Air Berlin: Erneut Annullierungen

14. September 2017, 00:00

Flugverkehr Nachdem Air Berlin bereits am Dienstag gemäss ­neuesten Angaben 164 Flüge streichen musste, sind laut der Fluggesellschaft auch gestern mindestens 32 eigene und 35 Eurowings-Flüge annulliert worden. Davon besonders stark betroffen waren die Verbindung ab Düsseldorf und Berlin. Ab Zürich wurden gemäss Flugplan mindestens zwei Flüge nicht durchgeführt. Grund war, dass sich erneut rund 150 Piloten krank gemeldet haben. Gegen Mittag gab es von der Airline die Entwarnung, dass viele Crews heute an ihre Arbeitsplätze zurückkehren werden.

Zuvor hatten Vertreter des Managements und der Bundesregierung an die Piloten appelliert, ins Cockpit zurückzukehren. «Unterstützt uns in dieser für das Unternehmen existenzbedrohenden Situation», schrieb Konzernchef Thomas Winkelmann in einem offenen Brief. Bundesverkehrsminister Alexander Dobrindt rief dazu auf, «Vernunft wieder einkehren zu lassen und die Flüge stattfinden zu lassen». Air Berlin hatte vor vier Wochen Insolvenz angemeldet und verhandelt mit der Lufthansa und weiteren Interessenten über den Verkauf von Unternehmensteilen. Morgen endet die Bieterfrist.
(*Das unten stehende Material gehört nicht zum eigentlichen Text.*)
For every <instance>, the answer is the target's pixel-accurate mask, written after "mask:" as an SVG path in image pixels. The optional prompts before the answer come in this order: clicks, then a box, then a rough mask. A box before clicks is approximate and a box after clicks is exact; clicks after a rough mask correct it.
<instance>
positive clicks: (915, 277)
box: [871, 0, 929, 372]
Chinesischer Investor bekundet Interesse

Am Montag waren Gespräche gescheitert, in denen die Arbeitnehmerseite einen Sozialplan erreichen wollte. Viele Piloten fürchten bei einer Übernahme durch Konkurrenten wie die Lufthansa oder Easyjet erhebliche Gehaltseinbussen. Sie fordern deshalb Verhandlungen mit Air Berlin darüber, nach welchen Massstäben sie übernommen werden könnten. Winkelmann versprach den Piloten, nach Auswertung der Kaufangebote Gespräche mit den Arbeitnehmervertretern und Gewerkschaften zu führen.

Die Verkäufer wollen ein sogenanntes «Grounding» der Airline verhindern, also die Einstellung des Flugbetriebs. Für Interessenten könnte dies jedoch eine elegante Lösung sein, um nicht für Air Berlins attraktive Start- und Landerechte an Flughäfen zahlen zu müssen. Denn bei einer Einstellung des Flugbetriebs droht Air Berlin diese «Slots» an andere Airlines zu verlieren, die diese kostenlos übernehmen könnten.

Derweil rückt Air Berlin in den Fokus eines chinesischen ­Investors. Die Betreiber-Gesellschaft des Flughafens Parchim in Mecklenburg Vorpommern, Link Global Logistics, erwägt eine Offerte für die insolvente Fluggesellschaft einzureichen. (sda)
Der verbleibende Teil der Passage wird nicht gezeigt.